Counterdiabatic-influenced Floquet-engineering: State preparation, annealing and learning the adiabatic gauge potential

TL;DR

This paper introduces CAFFEINE, a hybrid quantum control technique that uses Floquet engineering and optimal control to achieve adiabatic state preparation and quantum annealing without explicitly deriving counterdiabatic terms.

Contribution

CAFFEINE parameterizes Floquet Hamiltonians for counterdiabatic driving and employs numerical optimal control, simplifying implementation and enabling learning of counterdiabatic terms.

Findings

Successfully prepared Bell states with two qubits.

Implemented quantum annealing protocols for the 1D Ising model.

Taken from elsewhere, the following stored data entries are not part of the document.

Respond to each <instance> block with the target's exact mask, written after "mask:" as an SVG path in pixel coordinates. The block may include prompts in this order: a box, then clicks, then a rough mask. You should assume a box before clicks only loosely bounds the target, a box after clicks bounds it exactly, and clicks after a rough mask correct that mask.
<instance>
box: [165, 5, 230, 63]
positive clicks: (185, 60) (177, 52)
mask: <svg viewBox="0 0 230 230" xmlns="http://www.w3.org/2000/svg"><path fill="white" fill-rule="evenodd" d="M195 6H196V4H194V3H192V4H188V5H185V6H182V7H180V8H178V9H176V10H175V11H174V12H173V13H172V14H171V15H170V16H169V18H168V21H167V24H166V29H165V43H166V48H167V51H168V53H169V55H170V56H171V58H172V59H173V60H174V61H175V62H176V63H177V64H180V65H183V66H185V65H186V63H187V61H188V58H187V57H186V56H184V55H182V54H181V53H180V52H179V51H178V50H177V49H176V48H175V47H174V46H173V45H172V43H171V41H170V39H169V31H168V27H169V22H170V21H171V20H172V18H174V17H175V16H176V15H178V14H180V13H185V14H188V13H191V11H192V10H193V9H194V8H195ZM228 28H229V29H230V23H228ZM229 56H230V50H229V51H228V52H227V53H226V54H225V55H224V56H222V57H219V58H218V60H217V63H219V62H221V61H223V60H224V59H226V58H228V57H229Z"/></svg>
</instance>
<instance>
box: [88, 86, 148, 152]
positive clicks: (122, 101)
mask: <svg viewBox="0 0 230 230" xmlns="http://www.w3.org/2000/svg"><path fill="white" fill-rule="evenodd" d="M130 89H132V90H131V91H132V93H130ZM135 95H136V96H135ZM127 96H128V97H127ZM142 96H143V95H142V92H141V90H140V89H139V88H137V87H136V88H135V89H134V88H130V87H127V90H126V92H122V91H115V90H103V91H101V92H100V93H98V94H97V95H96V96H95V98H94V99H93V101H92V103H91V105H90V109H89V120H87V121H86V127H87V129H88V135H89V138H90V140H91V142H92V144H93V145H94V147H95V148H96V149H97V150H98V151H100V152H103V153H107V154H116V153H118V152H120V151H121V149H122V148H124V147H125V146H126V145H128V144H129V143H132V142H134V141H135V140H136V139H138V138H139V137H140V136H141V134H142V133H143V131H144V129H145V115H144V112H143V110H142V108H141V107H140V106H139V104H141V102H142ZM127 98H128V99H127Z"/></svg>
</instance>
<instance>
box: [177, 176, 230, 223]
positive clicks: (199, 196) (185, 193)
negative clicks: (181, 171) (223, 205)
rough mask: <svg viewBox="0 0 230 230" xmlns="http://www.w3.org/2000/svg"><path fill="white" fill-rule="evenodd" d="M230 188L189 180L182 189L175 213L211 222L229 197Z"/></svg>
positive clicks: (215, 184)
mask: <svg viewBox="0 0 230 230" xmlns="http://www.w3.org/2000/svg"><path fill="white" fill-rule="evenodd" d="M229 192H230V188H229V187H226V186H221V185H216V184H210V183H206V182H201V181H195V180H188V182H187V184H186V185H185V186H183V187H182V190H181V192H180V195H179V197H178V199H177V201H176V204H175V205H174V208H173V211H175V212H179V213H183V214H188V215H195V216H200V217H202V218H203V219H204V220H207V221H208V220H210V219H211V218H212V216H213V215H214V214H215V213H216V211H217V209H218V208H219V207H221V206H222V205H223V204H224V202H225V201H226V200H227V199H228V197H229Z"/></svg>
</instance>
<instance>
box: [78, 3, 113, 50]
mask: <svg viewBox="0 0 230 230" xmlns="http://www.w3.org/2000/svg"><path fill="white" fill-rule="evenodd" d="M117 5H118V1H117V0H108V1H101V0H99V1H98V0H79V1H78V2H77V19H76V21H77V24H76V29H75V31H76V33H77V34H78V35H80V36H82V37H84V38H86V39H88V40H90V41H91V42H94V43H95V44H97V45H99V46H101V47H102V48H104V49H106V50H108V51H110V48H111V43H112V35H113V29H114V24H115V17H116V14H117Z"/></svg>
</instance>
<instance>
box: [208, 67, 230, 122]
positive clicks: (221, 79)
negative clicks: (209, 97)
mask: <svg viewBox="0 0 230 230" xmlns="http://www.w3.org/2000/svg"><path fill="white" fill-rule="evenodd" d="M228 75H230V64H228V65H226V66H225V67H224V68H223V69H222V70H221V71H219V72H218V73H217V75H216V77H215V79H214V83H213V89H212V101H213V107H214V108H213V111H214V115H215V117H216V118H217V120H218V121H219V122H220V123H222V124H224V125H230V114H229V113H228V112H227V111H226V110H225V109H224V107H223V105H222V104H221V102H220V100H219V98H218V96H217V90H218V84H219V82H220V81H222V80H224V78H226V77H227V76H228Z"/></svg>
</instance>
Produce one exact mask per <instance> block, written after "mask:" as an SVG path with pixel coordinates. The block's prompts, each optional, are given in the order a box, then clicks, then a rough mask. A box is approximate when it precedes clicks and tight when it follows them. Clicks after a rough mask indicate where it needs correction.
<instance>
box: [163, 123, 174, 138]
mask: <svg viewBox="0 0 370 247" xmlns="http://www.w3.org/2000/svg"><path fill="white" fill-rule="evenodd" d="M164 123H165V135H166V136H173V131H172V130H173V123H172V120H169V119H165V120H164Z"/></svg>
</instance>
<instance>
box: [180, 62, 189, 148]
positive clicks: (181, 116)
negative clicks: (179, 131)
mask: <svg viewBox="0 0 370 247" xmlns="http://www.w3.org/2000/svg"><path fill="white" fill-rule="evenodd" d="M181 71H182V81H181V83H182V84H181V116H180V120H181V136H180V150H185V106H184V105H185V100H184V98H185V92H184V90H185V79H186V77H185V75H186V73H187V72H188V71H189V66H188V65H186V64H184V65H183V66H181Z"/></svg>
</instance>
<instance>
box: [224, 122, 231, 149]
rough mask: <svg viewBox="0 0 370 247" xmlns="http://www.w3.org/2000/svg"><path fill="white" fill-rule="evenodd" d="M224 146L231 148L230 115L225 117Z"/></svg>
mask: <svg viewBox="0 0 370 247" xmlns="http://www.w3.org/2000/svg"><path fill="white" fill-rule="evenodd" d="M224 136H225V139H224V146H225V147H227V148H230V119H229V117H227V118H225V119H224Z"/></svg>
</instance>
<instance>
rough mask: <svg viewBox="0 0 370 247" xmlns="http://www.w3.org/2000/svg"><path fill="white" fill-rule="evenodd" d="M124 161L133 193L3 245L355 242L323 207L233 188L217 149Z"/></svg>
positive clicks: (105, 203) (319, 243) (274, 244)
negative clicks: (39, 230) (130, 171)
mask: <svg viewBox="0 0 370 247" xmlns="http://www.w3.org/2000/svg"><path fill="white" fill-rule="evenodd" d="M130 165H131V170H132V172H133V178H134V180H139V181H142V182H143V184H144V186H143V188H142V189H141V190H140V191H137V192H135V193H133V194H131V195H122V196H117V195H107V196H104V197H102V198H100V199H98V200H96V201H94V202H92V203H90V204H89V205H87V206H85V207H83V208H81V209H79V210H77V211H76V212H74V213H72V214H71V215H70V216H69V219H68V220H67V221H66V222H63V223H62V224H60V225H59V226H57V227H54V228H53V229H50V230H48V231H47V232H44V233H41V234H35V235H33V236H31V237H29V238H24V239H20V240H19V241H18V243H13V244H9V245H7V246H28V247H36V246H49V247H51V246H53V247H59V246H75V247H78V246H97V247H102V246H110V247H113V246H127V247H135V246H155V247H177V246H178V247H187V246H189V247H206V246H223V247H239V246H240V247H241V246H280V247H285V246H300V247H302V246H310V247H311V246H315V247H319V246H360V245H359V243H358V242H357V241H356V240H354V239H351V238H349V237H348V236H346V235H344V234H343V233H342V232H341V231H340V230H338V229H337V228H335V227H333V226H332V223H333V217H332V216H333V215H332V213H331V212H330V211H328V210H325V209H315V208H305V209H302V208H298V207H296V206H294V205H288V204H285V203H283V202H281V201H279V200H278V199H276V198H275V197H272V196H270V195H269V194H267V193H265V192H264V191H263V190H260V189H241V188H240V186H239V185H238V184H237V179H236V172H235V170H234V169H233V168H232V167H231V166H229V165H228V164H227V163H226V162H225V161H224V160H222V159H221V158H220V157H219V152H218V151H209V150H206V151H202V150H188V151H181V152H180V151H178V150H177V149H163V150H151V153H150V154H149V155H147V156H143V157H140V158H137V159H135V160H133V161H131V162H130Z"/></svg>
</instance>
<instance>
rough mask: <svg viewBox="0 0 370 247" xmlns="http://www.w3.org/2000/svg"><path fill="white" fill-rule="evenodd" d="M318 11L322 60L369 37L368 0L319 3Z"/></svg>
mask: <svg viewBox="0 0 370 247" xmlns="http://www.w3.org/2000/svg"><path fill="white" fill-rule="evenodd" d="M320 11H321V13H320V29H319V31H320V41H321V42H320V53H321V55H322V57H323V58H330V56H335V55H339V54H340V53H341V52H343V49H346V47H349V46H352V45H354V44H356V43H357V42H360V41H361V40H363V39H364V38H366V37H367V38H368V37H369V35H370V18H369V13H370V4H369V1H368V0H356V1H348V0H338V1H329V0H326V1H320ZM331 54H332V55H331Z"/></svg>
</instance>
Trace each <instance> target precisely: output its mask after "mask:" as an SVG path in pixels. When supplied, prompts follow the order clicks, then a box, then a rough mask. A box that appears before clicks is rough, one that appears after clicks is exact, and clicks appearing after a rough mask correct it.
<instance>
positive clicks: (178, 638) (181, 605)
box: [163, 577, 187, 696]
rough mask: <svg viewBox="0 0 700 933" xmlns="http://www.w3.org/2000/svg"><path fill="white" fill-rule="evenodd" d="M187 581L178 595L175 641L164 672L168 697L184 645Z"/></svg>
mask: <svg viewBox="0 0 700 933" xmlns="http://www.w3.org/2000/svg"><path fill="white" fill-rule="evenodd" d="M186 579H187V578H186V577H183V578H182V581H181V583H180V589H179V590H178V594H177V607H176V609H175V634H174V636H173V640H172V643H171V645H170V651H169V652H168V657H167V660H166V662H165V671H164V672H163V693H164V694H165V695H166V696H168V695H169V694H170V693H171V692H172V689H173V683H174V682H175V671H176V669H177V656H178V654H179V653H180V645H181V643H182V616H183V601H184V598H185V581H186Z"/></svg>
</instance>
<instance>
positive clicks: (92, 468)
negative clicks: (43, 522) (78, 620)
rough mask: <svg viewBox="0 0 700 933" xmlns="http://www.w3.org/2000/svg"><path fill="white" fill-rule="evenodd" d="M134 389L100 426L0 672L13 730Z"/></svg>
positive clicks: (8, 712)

Demonstrated learning of counterdiabatic terms as probes of quantum chaos.

Abstract

Counterdiabatic driving, which enforces adiabatic evolution in arbitrary timescales, can be realised by engineering a Floquet Hamiltonian which oscillates between the Hamiltonian and its derivative requiring no additional control terms. However, the coefficients of the Floquet Hamiltoinan require knowledge of the counterdiabatic terms, which can be difficult to derive outside of a limited set of examples. We introduce a new hybrid technique for the control of quantum systems, Counterdiabatic-influenced Floquet-engineering or CAFFEINE for short. CAFFEINE parameterises the Floquet Hamiltonian for counterdiabatic driving and utilises numerical quantum optimal control in order to obtain the desired target state. This removes the need to both obtain and implement counterdiabatic terms, however, it does require the ability to quickly oscillate each term in the Hamiltonian. If this oscillation is possible, then CAFFEINE provides a framework to implement quantum annealing protocols and general quantum state preparation. We illustrate this through optimisation of two numerical examples of preparing a Bell state with two qubits and performing annealing protocols for the one-dimensional Ising model. Beyond this, we also illustrate CAFFEINE's capabilities to learn the counterdiabatic terms, which can potentially be used as a probe of quantum chaos and the geometry of quantum dynamics.